8. Il ressort des écritures de la requête de première instance que la société requérante a entendu soulever le moyen tiré de ce que la proposition de rectification du 7 décembre 2020 est insuffisamment motivée. Or, celle-ci mentionne l'imposition en litige, les exercices et la période d'imposition ainsi que le base d'imposition retenue correspondant au montant des transferts de bénéfices rappelées détaillés par le même document à partir de la page 9. Si la SAS La Boîte à musique conteste que le redressement opéré en matière d'impôts sur les sociétés entraîne un rehaussement de la cotisation sur la valeur ajoutée des entreprises, cette critique a trait au bien-fondé de l'imposition en litige et est, en elle-même, sans incidence sur le caractère suffisant ou non de la motivation de la proposition de rectification. Dans ces conditions, le moyen tiré de ce que la proposition de rectification du 7 décembre 2020 est insuffisamment motivée doit être écarté sans que la société requérante puisse en tout état de cause utilement se prévaloir, sur le fondement de l'article L. 80 A du livre des procédures fiscales, de l'instruction référencée BOI-CVAE-BASE-2 qui définit les règles de détermination du chiffre d'affaires et de la valeur ajoutée.

Sur le bien-fondé des rappels litigieux :

9. Si la société requérante soutient que le rehaussement de son résultat opéré par l'administration en matière d'impôt sur les sociétés est infondé pour les motifs exposés dans sa réclamation préalable et dans le rapport présenté devant la commission des impôts directs et des taxes sur le chiffre d'affaires, elle ne produit pas plus en première instance qu'en appel ces documents de sorte que le moyen doit être écarté comme n'étant pas assorti des précisions suffisantes permettant d'en apprécier le bien-fondé.

Sur les pénalités :

10. Aux termes de l'article 1729 code général des impôts : " Les inexactitudes ou les omissions relevées dans une déclaration ou un acte comportant l'indication d'éléments à retenir pour l'assiette ou la liquidation de l'impôt ainsi que la restitution d'une créance de nature fiscale dont le versement a été indûment obtenu de l'Etat entraînent l'application d'une majoration de : / a. 40 % en cas de manquement délibéré ; () ".

11. Pour justifier l'application de la majoration pour manquement délibéré, l'administration fait valoir qu'elle s'est fondée sur l'importance et le caractère répété des insuffisances déclaratives de la société requérante.

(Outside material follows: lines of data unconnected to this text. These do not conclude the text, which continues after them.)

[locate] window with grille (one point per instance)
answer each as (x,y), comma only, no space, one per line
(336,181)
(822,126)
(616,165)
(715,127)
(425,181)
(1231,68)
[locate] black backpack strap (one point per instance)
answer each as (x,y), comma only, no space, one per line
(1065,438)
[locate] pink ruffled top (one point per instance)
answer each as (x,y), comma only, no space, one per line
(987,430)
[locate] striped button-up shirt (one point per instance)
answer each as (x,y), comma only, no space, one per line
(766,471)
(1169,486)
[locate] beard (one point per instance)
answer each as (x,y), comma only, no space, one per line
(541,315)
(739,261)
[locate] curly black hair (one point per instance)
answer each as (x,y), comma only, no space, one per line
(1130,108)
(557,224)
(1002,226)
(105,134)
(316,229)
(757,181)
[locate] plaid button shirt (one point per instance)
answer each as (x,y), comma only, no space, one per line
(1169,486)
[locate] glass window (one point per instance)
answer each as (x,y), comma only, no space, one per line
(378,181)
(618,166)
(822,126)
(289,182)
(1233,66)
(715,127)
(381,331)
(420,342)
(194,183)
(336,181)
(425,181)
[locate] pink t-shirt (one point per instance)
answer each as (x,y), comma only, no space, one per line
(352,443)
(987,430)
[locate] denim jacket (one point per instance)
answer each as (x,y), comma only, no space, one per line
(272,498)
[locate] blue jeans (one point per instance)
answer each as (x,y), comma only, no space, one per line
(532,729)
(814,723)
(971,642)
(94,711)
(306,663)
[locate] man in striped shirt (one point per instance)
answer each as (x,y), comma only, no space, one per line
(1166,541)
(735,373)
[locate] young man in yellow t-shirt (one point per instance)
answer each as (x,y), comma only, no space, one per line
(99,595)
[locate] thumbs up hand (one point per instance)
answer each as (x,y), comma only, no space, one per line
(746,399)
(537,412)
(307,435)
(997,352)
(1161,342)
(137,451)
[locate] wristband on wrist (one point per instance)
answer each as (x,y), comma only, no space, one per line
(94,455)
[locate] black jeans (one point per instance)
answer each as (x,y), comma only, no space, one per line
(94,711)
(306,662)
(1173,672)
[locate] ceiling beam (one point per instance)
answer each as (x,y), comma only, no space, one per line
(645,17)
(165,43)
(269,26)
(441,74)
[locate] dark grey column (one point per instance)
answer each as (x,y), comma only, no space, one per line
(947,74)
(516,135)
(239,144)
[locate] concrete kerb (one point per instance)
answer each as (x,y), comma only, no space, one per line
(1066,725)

Dans ces conditions, et alors que les seules allégations tenant à l'absence de dissimulation ou de " fausse écriture " ne sont pas de nature à remettre en cause ces constats, la société requérante n'est pas fondée à soutenir que des pénalités de 40 % lui ont été, à tort, appliquées.

12. Il résulte de ce qui précède que la SAS La Boîte à musique n'est pas fondée à demander la décharge des rappels de cotisation sur la valeur ajoutée des entreprises auxquels elle a été assujettie au titre des années 2017 et 2018.

DECIDE :

Article 1er :L'ordonnance n° 2303134 du 26 février 2024 du président de la deuxième chambre du tribunal administratif de Caen est annulée.

Article 2 :La demande présentée par la SAS La Boîte à musique devant le tribunal administratif de Caen est rejetée.

Article 3 :Le présent arrêt sera notifié à la SAS La Boîte à musique et au ministre de l'économie, des finances et de l'industrie.

Délibéré après l'audience du 20 décembre 2024, à laquelle siégeaient :

- M. Geffray, président,

- M. Penhoat, premier conseiller,

- M. Viéville, premier conseiller.

Rendu public par mise à disposition au greffe le 21 janvier 2025.

Le rapporteur

A. PENHOATLe président

J.-E. GEFFRAY La greffière

H. DAOUD

La République mande et ordonne au ministre de l'économie, des finances et de l'industrie en ce qui le concerne, et à tous commissaires de justice à ce requis en ce qui concerne les voies de droit commun contre les parties privées, de pourvoir à l'exécution de la présente décision.